E com esse objetivo buscaram saber nos jogos de Ifa qual é o Orisha de ori, espíritos guias e
outras entidades espirituais as quais procuram curiosamente saber para “tratar”. No entanto, sem se
interessarem, efetivamente, em ter o conhecimento de como são nos seus pessoais.

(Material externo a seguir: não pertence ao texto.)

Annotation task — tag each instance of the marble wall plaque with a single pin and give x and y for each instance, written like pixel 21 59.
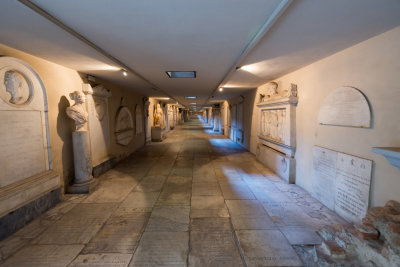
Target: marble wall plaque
pixel 345 106
pixel 25 158
pixel 353 178
pixel 20 159
pixel 323 176
pixel 124 126
pixel 342 182
pixel 273 124
pixel 139 121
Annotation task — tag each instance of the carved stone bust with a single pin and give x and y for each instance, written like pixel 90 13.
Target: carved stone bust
pixel 77 112
pixel 17 87
pixel 272 90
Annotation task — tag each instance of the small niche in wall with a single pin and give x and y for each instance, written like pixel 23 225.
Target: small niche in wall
pixel 345 106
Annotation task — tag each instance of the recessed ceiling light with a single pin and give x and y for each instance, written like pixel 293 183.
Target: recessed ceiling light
pixel 181 74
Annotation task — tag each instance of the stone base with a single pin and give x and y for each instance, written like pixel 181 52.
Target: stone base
pixel 17 219
pixel 278 162
pixel 156 134
pixel 84 188
pixel 103 167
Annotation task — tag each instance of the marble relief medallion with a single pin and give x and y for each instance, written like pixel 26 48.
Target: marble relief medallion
pixel 15 88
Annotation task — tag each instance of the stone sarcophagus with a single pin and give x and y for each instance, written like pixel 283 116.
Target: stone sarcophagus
pixel 277 130
pixel 26 174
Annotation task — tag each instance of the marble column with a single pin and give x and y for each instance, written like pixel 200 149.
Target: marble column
pixel 147 120
pixel 83 181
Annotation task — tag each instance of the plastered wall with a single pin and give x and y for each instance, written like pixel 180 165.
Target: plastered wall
pixel 373 67
pixel 59 82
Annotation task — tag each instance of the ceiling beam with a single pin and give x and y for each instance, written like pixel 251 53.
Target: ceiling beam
pixel 80 37
pixel 266 27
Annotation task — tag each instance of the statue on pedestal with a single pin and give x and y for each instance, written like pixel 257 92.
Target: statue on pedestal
pixel 77 111
pixel 83 181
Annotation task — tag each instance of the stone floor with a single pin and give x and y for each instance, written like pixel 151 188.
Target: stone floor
pixel 195 199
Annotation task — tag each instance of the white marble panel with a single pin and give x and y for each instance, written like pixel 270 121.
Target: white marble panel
pixel 352 187
pixel 342 182
pixel 345 106
pixel 323 176
pixel 22 148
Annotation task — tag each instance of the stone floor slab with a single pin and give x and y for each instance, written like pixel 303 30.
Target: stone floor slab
pixel 210 225
pixel 44 255
pixel 213 249
pixel 267 248
pixel 162 249
pixel 253 222
pixel 169 219
pixel 104 259
pixel 301 235
pixel 245 208
pixel 206 189
pixel 120 234
pixel 140 200
pixel 78 226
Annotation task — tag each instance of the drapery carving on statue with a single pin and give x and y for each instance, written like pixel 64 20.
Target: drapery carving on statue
pixel 158 116
pixel 17 88
pixel 146 107
pixel 77 112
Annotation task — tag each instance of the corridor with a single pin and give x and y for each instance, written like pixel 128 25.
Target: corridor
pixel 195 199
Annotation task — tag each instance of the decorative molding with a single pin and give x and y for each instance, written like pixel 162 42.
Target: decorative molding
pixel 392 154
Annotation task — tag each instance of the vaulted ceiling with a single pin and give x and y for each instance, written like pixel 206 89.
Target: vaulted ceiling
pixel 211 37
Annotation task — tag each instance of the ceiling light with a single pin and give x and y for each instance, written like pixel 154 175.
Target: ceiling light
pixel 181 74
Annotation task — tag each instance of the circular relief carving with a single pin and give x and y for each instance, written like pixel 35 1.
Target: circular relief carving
pixel 15 88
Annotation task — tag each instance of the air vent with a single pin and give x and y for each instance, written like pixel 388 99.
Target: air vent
pixel 181 74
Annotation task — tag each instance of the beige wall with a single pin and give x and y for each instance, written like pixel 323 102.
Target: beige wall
pixel 373 67
pixel 59 82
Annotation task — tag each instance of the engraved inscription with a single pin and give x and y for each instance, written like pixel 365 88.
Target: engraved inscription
pixel 342 182
pixel 352 187
pixel 324 172
pixel 273 124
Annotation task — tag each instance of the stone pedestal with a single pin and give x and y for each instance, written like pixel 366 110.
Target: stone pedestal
pixel 156 134
pixel 83 182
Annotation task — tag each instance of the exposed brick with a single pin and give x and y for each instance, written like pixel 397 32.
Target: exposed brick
pixel 393 205
pixel 332 248
pixel 366 232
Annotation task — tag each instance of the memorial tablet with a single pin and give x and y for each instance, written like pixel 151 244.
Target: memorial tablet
pixel 342 182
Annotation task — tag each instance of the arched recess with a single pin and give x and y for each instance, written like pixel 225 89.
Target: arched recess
pixel 26 176
pixel 345 106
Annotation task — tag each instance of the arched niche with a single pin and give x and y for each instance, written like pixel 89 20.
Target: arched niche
pixel 25 157
pixel 345 106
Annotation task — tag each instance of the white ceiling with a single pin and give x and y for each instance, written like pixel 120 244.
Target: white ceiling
pixel 207 36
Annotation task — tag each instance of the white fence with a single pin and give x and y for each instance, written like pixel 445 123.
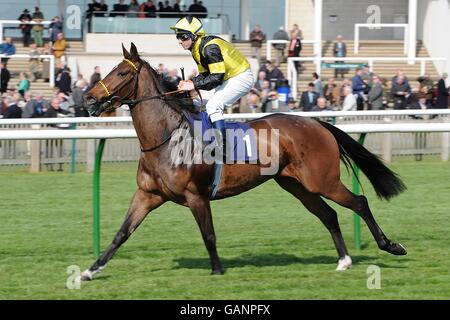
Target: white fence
pixel 379 25
pixel 19 144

Ou seja, em
alinhamento do material com o espiritual das suas próprias existências individuais.
Tratar dos guias espirituais e dos Orishas não define propriamente o tratar do espiritual
pessoal, o que é o propósito maior do culto praticado por um iniciado em Ifa.
Tratar dos guias se refere ao cumprimento dos compromissos assumidos pela pessoa com os
guias antes do encarne, e não de um alinhamento próprio entre o seu espírito e matéria.
Tratar de Orisha também é o cumprimento assumido por alguém que se iniciou no culto de
Orisha, dentro das devidas cerimônias de consagração, sacralização e juramento iniciático, não
do seu pessoal de espírito, matéria e destino individual.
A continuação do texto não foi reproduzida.